Sep 17, 2006 00:01
One. Whole. Year...
I wanted to go to Bloomington tomorrow, to the park, just to be outside, alone, with thoughts and nature. To mourn alone...but
I went to the cemetary after I left home. Big BIG breakdown, of course. Worse then the attack I had the other day on the way to Greensburg.
I kept driving, thinking I'd go home and cry it out, but I couldnt stop thinking about my dad. He's been so depressed all weekend. So I got as far as Batesville, turned around and came home. Dad got a call at about 11:00, so I went to the nursing home with him. I know its not normal 'family bonding' but hey, it works...
Bobby showed up today, with Bjoern. I guess he's in the country for awhile, going to texas to do some kind of project for a computer company, or something... i dunno what im talking about. anyway, it was amazing to see him. he hasnt changed a bit. its only been, what? 9 years... wow.
It's so wierd to see bobby now... there's this unspoken thing between us. he hugs me so tight, and i know just what he's thinking... and i know he knows what im thinking, but theres no words, and theres nothing to do about it.
I went to the funeral home with dad, and took a look at all his stuff in the coffee room (they re-did the entire building) there are so many pictures... so many memories... some i dont even know.

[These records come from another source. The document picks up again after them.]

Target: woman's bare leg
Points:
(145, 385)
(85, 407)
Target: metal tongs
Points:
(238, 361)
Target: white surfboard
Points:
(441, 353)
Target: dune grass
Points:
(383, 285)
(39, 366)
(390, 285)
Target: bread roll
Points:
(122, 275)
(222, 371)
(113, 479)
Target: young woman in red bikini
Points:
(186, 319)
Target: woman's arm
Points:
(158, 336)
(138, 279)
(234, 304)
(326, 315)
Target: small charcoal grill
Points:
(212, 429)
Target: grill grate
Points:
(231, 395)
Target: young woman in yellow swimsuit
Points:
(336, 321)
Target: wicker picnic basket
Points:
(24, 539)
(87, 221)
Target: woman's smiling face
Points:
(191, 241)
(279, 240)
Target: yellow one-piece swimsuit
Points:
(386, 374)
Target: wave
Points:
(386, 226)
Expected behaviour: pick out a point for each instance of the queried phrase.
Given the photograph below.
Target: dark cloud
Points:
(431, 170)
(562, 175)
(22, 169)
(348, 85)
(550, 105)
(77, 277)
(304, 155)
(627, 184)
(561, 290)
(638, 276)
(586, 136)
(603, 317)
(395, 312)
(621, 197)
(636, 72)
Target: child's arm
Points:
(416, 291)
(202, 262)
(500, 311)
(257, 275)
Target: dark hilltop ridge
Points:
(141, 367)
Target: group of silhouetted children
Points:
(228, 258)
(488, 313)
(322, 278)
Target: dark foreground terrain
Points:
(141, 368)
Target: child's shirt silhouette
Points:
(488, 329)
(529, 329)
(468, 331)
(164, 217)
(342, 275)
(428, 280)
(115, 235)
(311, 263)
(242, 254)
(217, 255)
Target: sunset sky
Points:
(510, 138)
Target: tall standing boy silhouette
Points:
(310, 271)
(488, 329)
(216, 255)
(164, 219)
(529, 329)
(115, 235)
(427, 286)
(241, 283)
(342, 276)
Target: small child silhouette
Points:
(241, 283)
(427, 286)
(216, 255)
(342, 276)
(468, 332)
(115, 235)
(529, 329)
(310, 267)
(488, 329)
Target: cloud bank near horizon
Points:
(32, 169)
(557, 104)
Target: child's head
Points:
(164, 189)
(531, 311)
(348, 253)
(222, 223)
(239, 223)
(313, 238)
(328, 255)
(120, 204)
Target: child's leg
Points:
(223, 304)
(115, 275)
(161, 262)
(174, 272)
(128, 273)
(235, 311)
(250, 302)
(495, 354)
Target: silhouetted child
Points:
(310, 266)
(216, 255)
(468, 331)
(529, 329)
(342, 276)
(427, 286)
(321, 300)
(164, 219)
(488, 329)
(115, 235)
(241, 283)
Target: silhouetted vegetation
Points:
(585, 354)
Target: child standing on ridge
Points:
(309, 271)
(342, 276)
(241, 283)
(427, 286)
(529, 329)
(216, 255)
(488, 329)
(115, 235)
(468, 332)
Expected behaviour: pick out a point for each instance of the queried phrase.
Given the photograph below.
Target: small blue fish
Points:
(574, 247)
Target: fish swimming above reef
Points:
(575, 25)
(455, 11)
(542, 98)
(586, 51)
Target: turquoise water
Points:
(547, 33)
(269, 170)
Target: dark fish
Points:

I wasnt even thought of when the pictures were taken and the pages printed. I dont even have words to explain... awe, wonder, nostalgia, pain, happiness, none of them fit. But I found a family picture from 3 years ago, and it floored me. I dont know why.. we take family pictures every christmas, but this one... well theres something in it.
It was a little after 10 that I got the call last year. (at this point in the night I was passed out from mass amounts of tequila and wallowing in self pity...) mom's going to be gone tomorrow morning, so i asked dad if he would take me to breakfast. It's going to be insanly wierd... driving past the place he died, to the place he was headed... same place he went every morning of the last few decades of his life....
Grandpa never used words when he spoke, and he took that talent to the grave. So now I'm waiting for him to teach me to speak.